Republicans will continue to bash it. Democrats may even lose the U.S. Senate over it. But, make no mistake, the health care debate is over and Republicans lost.

I’m not talking about the program called Obamacare. I’m talking about the massive changes in how we deliver heath care and who gets it. We will never go back to a time when people are denied health care because of pre-existing conditions. We will never go back to a time when families go bankrupt trying to pay for accidents or illness. We will never again have 15% of our population limited in their access to health care. And that will be Barack Obama’s legacy.
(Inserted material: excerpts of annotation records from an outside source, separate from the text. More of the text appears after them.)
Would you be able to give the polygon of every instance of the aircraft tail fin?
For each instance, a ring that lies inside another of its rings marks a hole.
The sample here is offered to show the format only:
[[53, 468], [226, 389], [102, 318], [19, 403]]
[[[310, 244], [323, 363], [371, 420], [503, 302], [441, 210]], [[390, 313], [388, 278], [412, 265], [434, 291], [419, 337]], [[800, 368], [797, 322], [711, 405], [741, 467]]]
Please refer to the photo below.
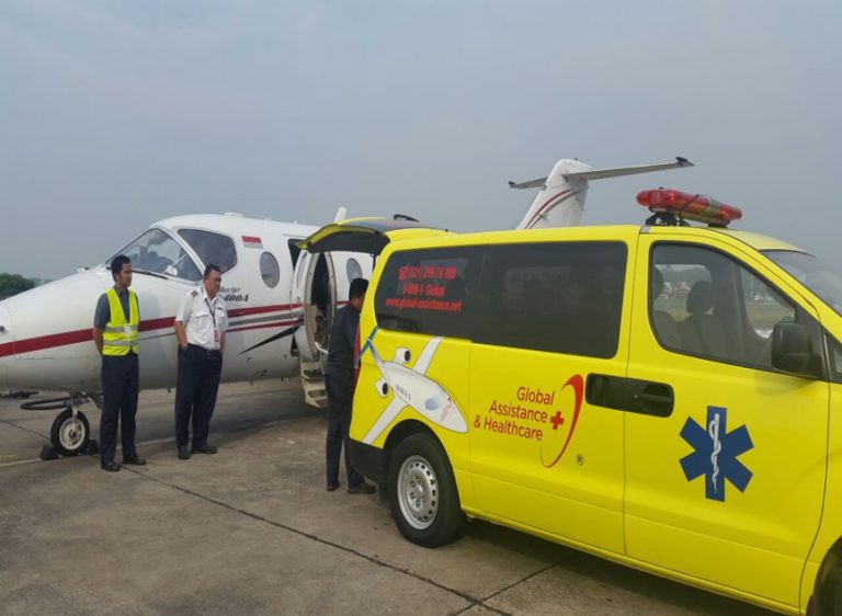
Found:
[[546, 178], [509, 182], [511, 189], [541, 189], [516, 228], [539, 229], [578, 225], [588, 196], [589, 180], [650, 173], [682, 167], [693, 167], [693, 163], [686, 158], [675, 157], [675, 162], [594, 169], [578, 160], [561, 159]]

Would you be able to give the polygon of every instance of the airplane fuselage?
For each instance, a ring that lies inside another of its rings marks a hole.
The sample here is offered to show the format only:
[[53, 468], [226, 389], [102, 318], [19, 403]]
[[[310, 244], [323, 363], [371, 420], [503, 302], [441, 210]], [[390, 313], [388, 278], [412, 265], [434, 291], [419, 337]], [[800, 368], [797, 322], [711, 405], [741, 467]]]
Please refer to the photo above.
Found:
[[[189, 232], [182, 233], [185, 229]], [[304, 300], [293, 288], [297, 252], [289, 242], [315, 229], [240, 216], [183, 216], [153, 225], [126, 247], [140, 308], [140, 387], [175, 385], [175, 311], [185, 294], [201, 284], [206, 263], [200, 252], [215, 259], [212, 249], [195, 240], [196, 235], [225, 238], [219, 240], [225, 250], [234, 250], [218, 255], [230, 265], [223, 273], [220, 290], [229, 315], [223, 380], [296, 374], [293, 333], [303, 323]], [[160, 233], [166, 238], [155, 246], [141, 241], [152, 231], [159, 233], [155, 239], [163, 238]], [[143, 253], [138, 242], [148, 244]], [[149, 255], [149, 248], [156, 246], [163, 253], [161, 244], [171, 251], [171, 259], [155, 251], [155, 256]], [[181, 260], [175, 259], [178, 254]], [[194, 264], [185, 267], [186, 260]], [[151, 273], [143, 273], [144, 265]], [[96, 300], [112, 285], [111, 271], [99, 265], [1, 301], [0, 389], [99, 390], [101, 362], [91, 328]]]

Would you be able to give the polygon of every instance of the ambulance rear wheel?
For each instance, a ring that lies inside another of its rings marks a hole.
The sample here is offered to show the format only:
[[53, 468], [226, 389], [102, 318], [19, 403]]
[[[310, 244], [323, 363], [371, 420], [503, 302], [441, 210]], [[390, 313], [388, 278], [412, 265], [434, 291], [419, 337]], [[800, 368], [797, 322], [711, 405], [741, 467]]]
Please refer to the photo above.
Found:
[[447, 456], [429, 434], [401, 441], [388, 474], [391, 515], [403, 537], [425, 548], [456, 539], [465, 526]]
[[49, 440], [56, 453], [62, 456], [76, 456], [88, 447], [91, 440], [91, 426], [84, 413], [77, 411], [73, 417], [72, 409], [65, 409], [53, 422], [49, 431]]

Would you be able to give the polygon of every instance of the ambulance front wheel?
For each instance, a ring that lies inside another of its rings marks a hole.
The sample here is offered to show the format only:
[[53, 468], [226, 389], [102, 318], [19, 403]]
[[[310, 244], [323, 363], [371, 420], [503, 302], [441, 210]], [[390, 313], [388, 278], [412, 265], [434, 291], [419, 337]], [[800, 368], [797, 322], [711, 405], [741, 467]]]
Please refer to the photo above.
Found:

In the world of small ball politics, the focus is on the details of Obamacare, particularly the requirement to purchase insurance. There are problems with this mandate or that one and the GOP will continue to bash the program as unworkable and a failure. But what they won’t do anymore is attack the broader goals of health care reform. On the contrary, they are rallying around their own version of reform that embraces the very principles they opposed for so long.

In the big picture world of politics, Democrats have won. From the failed effort of Hillary Clinton in the 1990s to the election of Barack Obama fifteen years later, the party of FDR promoted the idea that health care should not be reserved only for those who could afford it. Today, that premise is accepted by everyone but the dwindling Tea Party, most of whom will benefit from it anyway.

Sure, health care reform will continue to play a role in our political landscape for the foreseeable future. But the fights will be over the details, not the concepts.

Twenty years from now, our children and grandchildren won’t believe that this country allowed people to go bankrupt because they got sick or injured. They won’t hear about the delays in the employer mandates. They won’t remember the millions of dollars in ads telling us that Obamacare doesn’t work. And they won’t even know that Richard Burr and Tom Coburn offered an alternative to the current program, even if it passes. Instead, they will be taught in school that Barack Obama made health care accessible to everyone.